Ruszyłam w stronę dowództwa z wątpliwościami , drzwi się otworzyły ,a ja wkroczyłam pewnym krokiem do środka .
-Coś się stało?
-Ktoś chciał się z tobą zobaczyć i porozmawiać -oznajmił ,a ja patrzyłam z niedowierzaniem na niego.
-Black- za mną powiedział głos, a ja go rozpoznałam .
-Co tu robisz ?
-Mam coś ci do przekazania, ale nie tu-powiedział i zaczął kierować się do wyjścia z dowództwa.Szliśmy przez cały hangar aż do samego wyjścia z bazy ,to miejsce było dla mnie jak drugi dom ...
-Co...-chciałam spytać się po co tu jest, ale przerwał mi gestem ręki .
-Jestem tutaj bo mamy problem -rzekł
-Jaki ?
-Deceptikony włamały się do bazy danych i skopiowali dane o tobie -po tym zamilkł czekając na moją reakcję...
"Czyli co?
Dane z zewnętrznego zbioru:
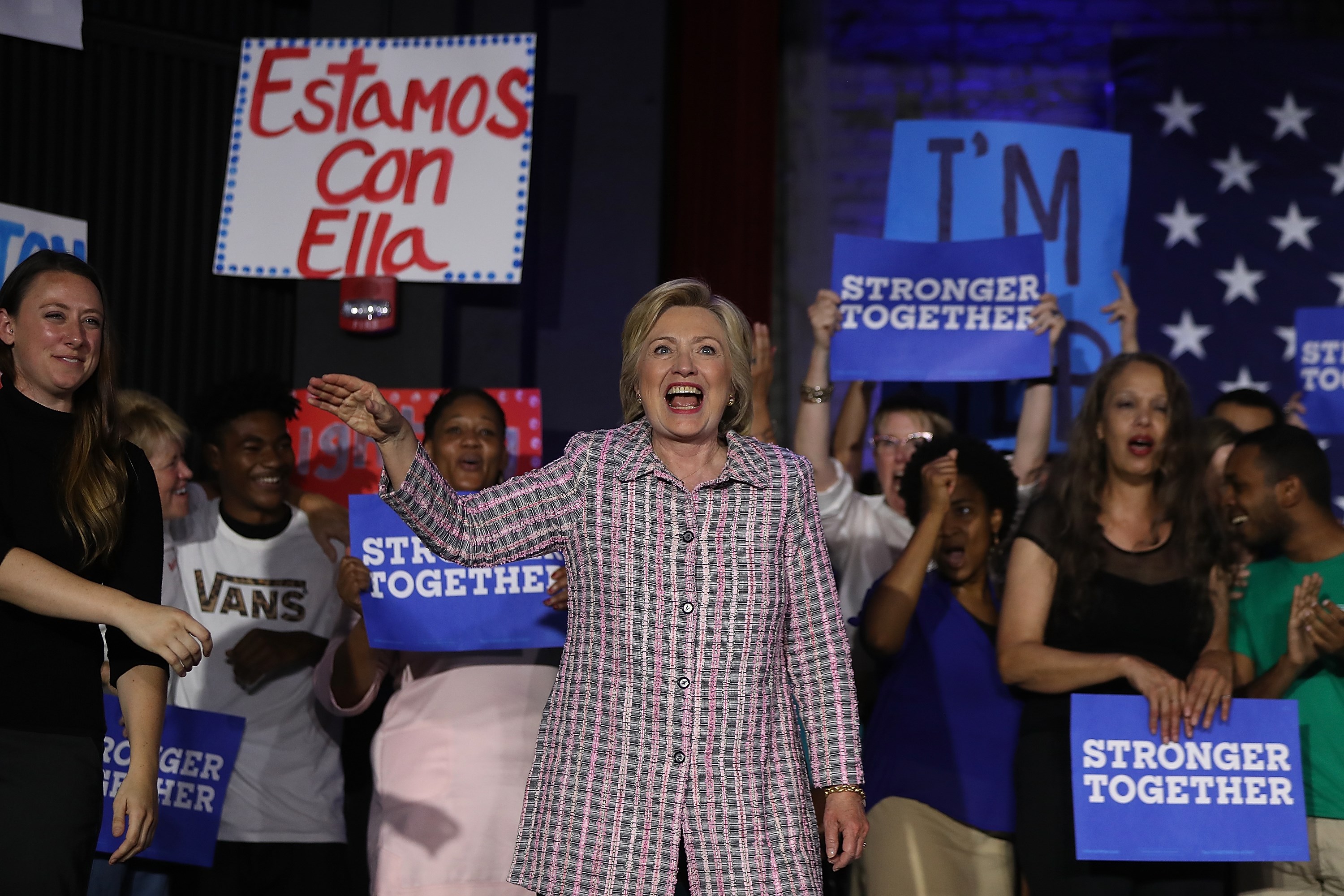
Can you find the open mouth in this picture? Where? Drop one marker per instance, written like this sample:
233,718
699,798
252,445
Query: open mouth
955,556
685,398
1142,447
Wiedzą kim jestem? Przecież stanowię większe zagrożenie dla wszystkich"
-C-o t-teraz?-ledwo mogłam się wysłowić .
-Nie możesz tu zostać stanowisz zagrożenie.
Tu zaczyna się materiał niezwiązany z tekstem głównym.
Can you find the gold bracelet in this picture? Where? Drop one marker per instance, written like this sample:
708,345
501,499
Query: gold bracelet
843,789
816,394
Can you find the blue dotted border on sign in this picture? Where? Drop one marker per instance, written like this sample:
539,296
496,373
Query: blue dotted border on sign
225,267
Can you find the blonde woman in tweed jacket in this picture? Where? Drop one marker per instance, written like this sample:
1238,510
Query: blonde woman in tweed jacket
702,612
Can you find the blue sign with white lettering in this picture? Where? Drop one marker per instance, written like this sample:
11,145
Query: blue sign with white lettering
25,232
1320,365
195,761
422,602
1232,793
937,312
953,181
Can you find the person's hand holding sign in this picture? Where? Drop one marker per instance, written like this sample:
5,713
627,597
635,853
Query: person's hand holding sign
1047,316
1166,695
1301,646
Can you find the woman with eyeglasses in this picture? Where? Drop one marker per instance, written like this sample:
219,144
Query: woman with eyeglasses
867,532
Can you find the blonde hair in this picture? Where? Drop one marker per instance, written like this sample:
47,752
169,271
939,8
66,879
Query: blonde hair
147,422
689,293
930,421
-Wiem , ale jeśli odejdę to sami nie damy rady pokonać ich -powiedziałam i zaczęłam chodzić w kółko z nerwów.
-To co mówisz to też prawda-zamyślił się-Co chcesz zrobić?
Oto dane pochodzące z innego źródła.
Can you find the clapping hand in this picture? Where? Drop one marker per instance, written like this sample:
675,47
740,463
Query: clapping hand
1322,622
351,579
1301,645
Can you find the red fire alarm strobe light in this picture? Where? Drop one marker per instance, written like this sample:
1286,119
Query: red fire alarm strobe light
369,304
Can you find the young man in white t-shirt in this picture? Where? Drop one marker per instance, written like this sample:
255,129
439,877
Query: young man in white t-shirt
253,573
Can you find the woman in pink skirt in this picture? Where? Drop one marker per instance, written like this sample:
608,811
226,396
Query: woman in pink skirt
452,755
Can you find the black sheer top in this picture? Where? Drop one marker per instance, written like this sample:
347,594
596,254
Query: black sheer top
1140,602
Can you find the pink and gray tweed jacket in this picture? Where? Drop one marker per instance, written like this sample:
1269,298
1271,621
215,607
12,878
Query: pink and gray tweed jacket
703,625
-Puki trzymamy się razem jesteśmy do niepowstrzymania -stwierdziłam fakt.
-Niestety oni wiedzą . Nie ukryjesz się przed nimi .
-Niestety wiem-stanęłam w jednym miejscu biorąc głęboki wdech ...
-Wybacz mi Black nikt miał się o tym nie dowiedzieć -widać po nim było , że bardzo mu przykro , że nie dotrzymał obietnicy.
-Nie szkodzi w końcu prawda i tak by wyszła na jaw -powiedziałam ,a Fury mój 'ojciec' pożegnał się ze mną i wrócił na swój powietrzny statek .
Idąc przez hangar z zawieszoną głową jakbym miała iść na szubienice podszedł do mnie Bee .
-Co się stało Black?
-Nic takiego
-Przecież widzę, że coś cię trapi przecież nie jestem ślepy -powiedział i delikatnie mnie popchnął, a ja krzywo na niego zerknęłam .-Proszę o uśmiech -mówiąc to narysował w powietrzu uśmiech.
-Jesteś niemożliwy -i zaśmiałam się z niego .
-To powiesz o co chodzi?
-Małe komplikacje w domu -rzekłam uśmiechając się słabo , ale wyszedł mi grymas .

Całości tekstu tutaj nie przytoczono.